3 Replies Latest reply on Jun 1, 2016 6:59 AM by Alastair Young

    Performance Issue With Large Data Set

    John Bloch

      Good morning,


      I have been trying to tackle this issue the last couple of weeks and wanted to post to see if anyone had similar issues or better yet, a solution.


      A little background on the situation: I am trying to do a join between two tables that live on our company's server and building a dashboard in Tableau desktop. The issue I have run into is that since I am dealing with millions of records, whenever I try to filter on anything, it takes quite some time to execute the query. I have also tried to do data extract to the server but always get an error.

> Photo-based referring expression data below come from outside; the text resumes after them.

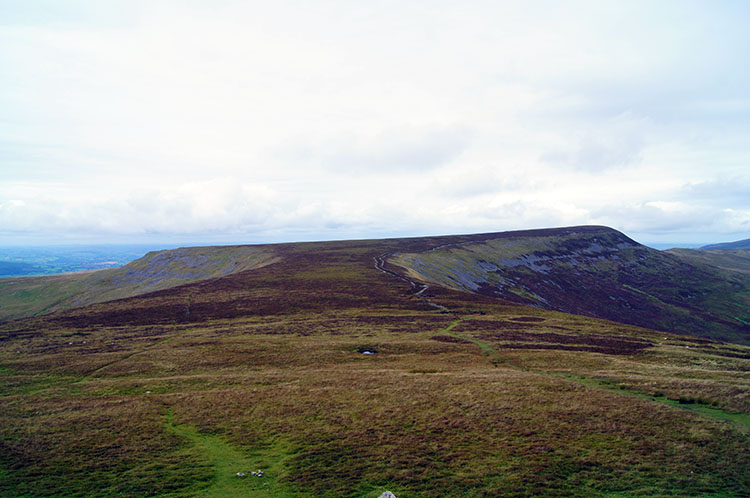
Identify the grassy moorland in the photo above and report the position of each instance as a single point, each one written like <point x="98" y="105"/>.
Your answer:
<point x="172" y="393"/>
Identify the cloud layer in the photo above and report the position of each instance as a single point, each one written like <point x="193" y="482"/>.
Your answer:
<point x="332" y="119"/>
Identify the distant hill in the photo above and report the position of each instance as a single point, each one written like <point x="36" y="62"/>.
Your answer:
<point x="17" y="269"/>
<point x="589" y="270"/>
<point x="158" y="270"/>
<point x="599" y="272"/>
<point x="740" y="244"/>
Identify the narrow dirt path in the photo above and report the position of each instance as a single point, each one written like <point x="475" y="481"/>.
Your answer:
<point x="417" y="287"/>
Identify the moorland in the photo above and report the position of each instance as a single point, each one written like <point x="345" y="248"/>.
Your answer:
<point x="351" y="368"/>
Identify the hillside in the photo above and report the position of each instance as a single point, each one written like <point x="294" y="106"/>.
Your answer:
<point x="158" y="270"/>
<point x="599" y="272"/>
<point x="340" y="377"/>
<point x="740" y="244"/>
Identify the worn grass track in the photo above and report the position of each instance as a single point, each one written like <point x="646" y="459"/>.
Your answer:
<point x="227" y="461"/>
<point x="741" y="420"/>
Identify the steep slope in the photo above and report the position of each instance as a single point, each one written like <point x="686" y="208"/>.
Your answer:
<point x="20" y="297"/>
<point x="597" y="271"/>
<point x="740" y="244"/>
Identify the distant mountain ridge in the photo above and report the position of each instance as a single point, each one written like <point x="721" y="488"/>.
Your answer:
<point x="157" y="270"/>
<point x="739" y="244"/>
<point x="599" y="272"/>
<point x="586" y="270"/>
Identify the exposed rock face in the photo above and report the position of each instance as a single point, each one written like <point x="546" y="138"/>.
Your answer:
<point x="599" y="272"/>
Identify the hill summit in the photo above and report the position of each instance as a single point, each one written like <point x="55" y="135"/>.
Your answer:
<point x="599" y="272"/>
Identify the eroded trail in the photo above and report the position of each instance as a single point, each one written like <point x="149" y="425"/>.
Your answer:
<point x="227" y="461"/>
<point x="418" y="287"/>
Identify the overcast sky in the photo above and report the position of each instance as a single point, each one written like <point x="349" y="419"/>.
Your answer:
<point x="304" y="120"/>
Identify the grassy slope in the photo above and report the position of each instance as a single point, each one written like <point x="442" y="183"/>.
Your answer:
<point x="599" y="272"/>
<point x="139" y="398"/>
<point x="21" y="297"/>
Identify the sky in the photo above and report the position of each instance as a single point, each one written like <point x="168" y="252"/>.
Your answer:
<point x="250" y="121"/>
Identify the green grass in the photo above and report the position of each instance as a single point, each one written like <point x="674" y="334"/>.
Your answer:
<point x="123" y="399"/>
<point x="228" y="460"/>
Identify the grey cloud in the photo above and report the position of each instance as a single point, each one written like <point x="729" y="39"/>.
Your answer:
<point x="654" y="219"/>
<point x="617" y="143"/>
<point x="407" y="149"/>
<point x="729" y="192"/>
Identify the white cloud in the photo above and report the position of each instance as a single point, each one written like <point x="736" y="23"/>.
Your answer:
<point x="358" y="118"/>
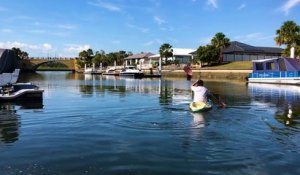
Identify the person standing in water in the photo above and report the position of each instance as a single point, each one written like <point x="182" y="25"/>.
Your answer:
<point x="201" y="94"/>
<point x="188" y="70"/>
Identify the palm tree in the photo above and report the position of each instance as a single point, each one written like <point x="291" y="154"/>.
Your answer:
<point x="220" y="42"/>
<point x="165" y="51"/>
<point x="289" y="35"/>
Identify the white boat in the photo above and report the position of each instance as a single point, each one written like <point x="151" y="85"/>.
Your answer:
<point x="10" y="90"/>
<point x="276" y="71"/>
<point x="91" y="70"/>
<point x="132" y="71"/>
<point x="20" y="91"/>
<point x="111" y="71"/>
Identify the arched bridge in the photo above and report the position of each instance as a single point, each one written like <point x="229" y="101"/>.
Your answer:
<point x="31" y="65"/>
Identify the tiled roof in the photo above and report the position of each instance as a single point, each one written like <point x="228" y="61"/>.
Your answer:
<point x="241" y="47"/>
<point x="139" y="56"/>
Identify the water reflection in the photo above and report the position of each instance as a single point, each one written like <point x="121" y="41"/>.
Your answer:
<point x="285" y="99"/>
<point x="9" y="119"/>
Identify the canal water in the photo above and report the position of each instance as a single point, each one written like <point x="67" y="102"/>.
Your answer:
<point x="105" y="125"/>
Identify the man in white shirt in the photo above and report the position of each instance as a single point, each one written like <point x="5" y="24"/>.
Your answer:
<point x="201" y="94"/>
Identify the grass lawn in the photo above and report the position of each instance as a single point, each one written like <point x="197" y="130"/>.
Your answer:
<point x="237" y="65"/>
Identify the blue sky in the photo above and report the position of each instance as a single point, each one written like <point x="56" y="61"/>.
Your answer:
<point x="66" y="27"/>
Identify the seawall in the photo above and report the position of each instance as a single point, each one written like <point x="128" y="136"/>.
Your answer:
<point x="210" y="74"/>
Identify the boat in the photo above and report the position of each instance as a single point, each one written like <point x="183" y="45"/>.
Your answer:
<point x="111" y="71"/>
<point x="20" y="92"/>
<point x="132" y="71"/>
<point x="200" y="106"/>
<point x="91" y="70"/>
<point x="10" y="90"/>
<point x="276" y="71"/>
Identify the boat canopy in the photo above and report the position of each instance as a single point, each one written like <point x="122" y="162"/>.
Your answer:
<point x="276" y="64"/>
<point x="8" y="61"/>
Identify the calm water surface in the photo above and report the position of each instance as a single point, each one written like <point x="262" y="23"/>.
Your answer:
<point x="106" y="125"/>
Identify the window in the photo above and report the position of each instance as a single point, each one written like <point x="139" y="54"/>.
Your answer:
<point x="270" y="66"/>
<point x="259" y="66"/>
<point x="282" y="66"/>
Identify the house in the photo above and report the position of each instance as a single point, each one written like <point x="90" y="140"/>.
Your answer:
<point x="238" y="51"/>
<point x="138" y="59"/>
<point x="180" y="56"/>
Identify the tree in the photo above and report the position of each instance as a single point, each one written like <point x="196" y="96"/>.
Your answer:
<point x="220" y="42"/>
<point x="289" y="35"/>
<point x="165" y="51"/>
<point x="19" y="53"/>
<point x="86" y="56"/>
<point x="208" y="53"/>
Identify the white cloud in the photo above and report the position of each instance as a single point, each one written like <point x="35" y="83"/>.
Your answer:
<point x="212" y="3"/>
<point x="159" y="20"/>
<point x="105" y="5"/>
<point x="6" y="31"/>
<point x="77" y="48"/>
<point x="253" y="37"/>
<point x="242" y="6"/>
<point x="116" y="42"/>
<point x="37" y="31"/>
<point x="205" y="40"/>
<point x="46" y="47"/>
<point x="2" y="9"/>
<point x="152" y="42"/>
<point x="289" y="5"/>
<point x="66" y="26"/>
<point x="141" y="29"/>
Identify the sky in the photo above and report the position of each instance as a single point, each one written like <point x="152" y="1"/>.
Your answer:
<point x="63" y="28"/>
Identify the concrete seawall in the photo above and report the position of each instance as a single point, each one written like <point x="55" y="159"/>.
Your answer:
<point x="210" y="74"/>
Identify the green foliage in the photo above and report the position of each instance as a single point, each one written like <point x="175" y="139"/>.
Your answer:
<point x="166" y="51"/>
<point x="220" y="42"/>
<point x="87" y="57"/>
<point x="19" y="53"/>
<point x="208" y="54"/>
<point x="289" y="35"/>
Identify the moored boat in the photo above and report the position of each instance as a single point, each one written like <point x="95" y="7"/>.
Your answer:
<point x="111" y="71"/>
<point x="276" y="71"/>
<point x="132" y="71"/>
<point x="200" y="106"/>
<point x="10" y="90"/>
<point x="20" y="91"/>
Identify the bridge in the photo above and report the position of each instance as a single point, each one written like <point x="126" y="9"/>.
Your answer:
<point x="31" y="65"/>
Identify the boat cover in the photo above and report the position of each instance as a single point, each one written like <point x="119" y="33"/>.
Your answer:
<point x="8" y="61"/>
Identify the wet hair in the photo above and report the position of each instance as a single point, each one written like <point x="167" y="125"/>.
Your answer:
<point x="200" y="83"/>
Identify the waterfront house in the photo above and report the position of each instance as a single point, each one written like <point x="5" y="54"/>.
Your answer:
<point x="180" y="56"/>
<point x="238" y="51"/>
<point x="138" y="59"/>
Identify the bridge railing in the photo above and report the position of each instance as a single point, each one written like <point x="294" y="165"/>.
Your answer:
<point x="52" y="58"/>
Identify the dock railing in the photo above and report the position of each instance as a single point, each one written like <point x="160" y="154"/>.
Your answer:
<point x="281" y="74"/>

      The end goal is to publish the dashboard on our Tableau server for business owners to use and filter on whatever view they desire without having to wait several minutes for one filter to load.


      I have read some things about doing a data extract with a smaller number of records, publish to the server, and then after the dashboard is on the Tableau server, refresh the data extract without putting a limit on the number of records. Is this the best way to go about the issue or does anyone have any ideas?




        • 1. Re: Performance Issue With Large Data Set
          Alastair Young



          If at all possible it would be worth doing the join on the Database server by creating a view and allowing the database to take the load.


          The method you have suggested is certainly possible, by creating a filter and applying this to the dataset


          If NOW() > DATETIME("June 1, 2016 17:01:08") then 'true' else 'false' END


          This would create a blank dataset, If you publish this to server and run a full extract refresh after the designated date and time then all records would be returned.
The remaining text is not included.